ジェラルドさんの娘ですから間違いはありません。
「そうなのよ。本当に困ったものです……と、いつまでも屋敷に引きこもっていては逆に体を壊してしまいそうなので、そろそろ外出したいのですけれど」
「その件につきましては、お館様から護衛を伴っての外出は許可されています」
「嘘!! いつの間に?」
「今日の朝ですね。ですから外出なさるときは、騎士詰所に連絡を入れておいてください」
よっし。
ようやく外に出られる。
「それじゃあ、午後には町にでも出ることにしましょう。気晴らし程度ですけれどね」
「はい。
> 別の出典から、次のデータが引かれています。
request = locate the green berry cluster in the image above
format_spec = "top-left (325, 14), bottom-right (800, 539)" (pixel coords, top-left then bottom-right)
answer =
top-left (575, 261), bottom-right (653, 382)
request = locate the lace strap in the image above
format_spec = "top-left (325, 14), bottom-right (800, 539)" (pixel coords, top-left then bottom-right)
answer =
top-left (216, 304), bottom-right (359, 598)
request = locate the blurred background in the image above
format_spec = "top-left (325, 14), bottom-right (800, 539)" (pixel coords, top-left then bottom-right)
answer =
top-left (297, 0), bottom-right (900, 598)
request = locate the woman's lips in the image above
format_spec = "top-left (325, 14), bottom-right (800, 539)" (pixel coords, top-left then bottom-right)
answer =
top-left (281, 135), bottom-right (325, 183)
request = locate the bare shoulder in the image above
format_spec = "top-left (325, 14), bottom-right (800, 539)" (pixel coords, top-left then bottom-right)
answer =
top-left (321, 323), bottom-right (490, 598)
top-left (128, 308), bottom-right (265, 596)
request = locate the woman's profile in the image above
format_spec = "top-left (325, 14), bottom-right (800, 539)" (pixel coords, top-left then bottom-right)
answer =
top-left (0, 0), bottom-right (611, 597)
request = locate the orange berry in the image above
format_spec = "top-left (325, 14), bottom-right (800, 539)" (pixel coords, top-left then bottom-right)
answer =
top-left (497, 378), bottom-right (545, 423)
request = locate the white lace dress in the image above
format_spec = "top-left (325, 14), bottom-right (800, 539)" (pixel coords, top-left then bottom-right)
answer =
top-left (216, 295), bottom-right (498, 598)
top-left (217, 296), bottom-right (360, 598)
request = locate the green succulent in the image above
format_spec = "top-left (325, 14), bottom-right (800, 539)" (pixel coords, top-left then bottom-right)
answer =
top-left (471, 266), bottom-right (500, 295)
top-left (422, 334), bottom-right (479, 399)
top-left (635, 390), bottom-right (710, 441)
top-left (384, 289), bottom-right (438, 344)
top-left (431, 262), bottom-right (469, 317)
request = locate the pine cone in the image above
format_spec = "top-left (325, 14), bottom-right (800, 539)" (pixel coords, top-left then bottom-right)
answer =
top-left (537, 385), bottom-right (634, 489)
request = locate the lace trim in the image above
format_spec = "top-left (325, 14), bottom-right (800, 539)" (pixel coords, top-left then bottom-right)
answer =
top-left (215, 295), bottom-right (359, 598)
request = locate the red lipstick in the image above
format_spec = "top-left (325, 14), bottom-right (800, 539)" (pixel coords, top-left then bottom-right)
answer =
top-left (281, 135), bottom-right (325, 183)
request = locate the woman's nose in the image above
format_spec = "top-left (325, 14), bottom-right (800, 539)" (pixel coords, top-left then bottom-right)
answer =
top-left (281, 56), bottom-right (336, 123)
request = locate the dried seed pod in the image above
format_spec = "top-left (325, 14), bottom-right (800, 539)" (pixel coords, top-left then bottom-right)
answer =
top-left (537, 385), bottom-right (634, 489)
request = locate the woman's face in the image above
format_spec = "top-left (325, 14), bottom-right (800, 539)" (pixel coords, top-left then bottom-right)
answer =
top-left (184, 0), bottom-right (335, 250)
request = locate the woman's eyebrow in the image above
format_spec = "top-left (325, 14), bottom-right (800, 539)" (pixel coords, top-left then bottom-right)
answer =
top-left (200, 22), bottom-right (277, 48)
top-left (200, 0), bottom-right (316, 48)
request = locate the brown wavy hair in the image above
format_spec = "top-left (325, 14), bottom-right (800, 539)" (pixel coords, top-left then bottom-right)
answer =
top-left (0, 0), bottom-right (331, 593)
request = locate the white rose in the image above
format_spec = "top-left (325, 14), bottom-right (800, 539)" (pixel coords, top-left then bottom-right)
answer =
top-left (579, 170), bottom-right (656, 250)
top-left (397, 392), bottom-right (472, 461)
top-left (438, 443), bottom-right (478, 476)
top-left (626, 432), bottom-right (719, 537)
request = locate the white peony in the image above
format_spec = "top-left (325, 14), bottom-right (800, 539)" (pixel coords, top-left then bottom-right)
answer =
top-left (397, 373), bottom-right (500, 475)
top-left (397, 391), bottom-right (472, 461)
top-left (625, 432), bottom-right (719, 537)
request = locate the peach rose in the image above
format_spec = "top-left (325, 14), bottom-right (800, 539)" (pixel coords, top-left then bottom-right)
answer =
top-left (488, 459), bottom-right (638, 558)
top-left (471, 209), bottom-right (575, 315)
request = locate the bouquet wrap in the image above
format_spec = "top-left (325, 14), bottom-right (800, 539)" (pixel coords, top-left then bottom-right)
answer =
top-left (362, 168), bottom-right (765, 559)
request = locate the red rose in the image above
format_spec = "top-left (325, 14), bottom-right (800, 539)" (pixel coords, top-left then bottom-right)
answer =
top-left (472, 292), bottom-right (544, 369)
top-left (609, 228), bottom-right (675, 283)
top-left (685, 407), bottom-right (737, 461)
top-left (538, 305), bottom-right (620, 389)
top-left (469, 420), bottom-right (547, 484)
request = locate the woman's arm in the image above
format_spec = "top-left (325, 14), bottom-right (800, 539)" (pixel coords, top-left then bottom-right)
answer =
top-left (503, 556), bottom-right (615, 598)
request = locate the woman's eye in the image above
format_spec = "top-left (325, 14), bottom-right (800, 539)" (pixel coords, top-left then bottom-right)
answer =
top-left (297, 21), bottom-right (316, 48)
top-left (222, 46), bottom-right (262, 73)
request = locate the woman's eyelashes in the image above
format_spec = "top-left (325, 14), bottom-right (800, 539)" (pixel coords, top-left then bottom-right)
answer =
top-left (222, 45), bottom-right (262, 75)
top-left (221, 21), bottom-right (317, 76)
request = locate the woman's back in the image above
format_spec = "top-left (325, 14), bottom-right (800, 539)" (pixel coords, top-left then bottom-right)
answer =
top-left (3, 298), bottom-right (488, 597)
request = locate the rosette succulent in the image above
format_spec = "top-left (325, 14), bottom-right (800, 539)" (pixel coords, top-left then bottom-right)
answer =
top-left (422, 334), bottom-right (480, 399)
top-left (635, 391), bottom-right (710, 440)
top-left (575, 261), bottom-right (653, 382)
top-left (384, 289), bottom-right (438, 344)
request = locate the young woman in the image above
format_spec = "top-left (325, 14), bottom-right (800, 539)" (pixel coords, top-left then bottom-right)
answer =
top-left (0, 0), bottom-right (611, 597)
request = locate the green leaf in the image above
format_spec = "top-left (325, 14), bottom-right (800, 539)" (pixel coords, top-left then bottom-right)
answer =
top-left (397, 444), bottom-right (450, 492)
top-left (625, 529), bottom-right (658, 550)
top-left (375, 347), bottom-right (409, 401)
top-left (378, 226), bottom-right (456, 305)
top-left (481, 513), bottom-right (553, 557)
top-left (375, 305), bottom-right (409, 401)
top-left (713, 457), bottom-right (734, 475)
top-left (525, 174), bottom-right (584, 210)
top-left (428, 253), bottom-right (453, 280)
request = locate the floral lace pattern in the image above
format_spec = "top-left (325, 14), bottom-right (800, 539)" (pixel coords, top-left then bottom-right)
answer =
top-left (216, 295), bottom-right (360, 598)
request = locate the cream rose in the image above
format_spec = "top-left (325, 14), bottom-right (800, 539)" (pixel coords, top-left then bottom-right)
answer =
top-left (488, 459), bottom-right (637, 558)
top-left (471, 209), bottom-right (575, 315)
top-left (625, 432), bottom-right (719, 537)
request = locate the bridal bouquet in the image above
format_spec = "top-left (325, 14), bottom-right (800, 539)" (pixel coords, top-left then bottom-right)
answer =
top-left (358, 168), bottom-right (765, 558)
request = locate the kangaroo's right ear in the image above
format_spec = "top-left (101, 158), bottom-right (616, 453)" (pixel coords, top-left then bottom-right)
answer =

それではそう騎士の方にも伝えておきます……それと、その、街に出ても市井の声にはあまり耳を傾けない方が良いと思いますので」
「……まさか」
そう問いかけると、アシュレイはにっこりとほほ笑んで一言。
「しっかりと、街の方々に噂を流した侍女には折檻してありますので」
「マジかぁぁぁ。ちなみにだけれど、今の私の町での噂ってどれぐらいなの?」
「依然と変わりませんわ。ええ、以前と」
「うっそでしょ。改心した伯爵令嬢っていうイメージはどこに行ったの?」
「化けの皮がはがれた、実力を兼ね備えた暴君令嬢にランクアップした、だそうです。では、失礼します」
丁寧に頭を下げて退室するアシュレイ。
いや、そんなにあっさりと教えてくれてもさぁ。
化けの皮がはがれたって、どういうことなのよ。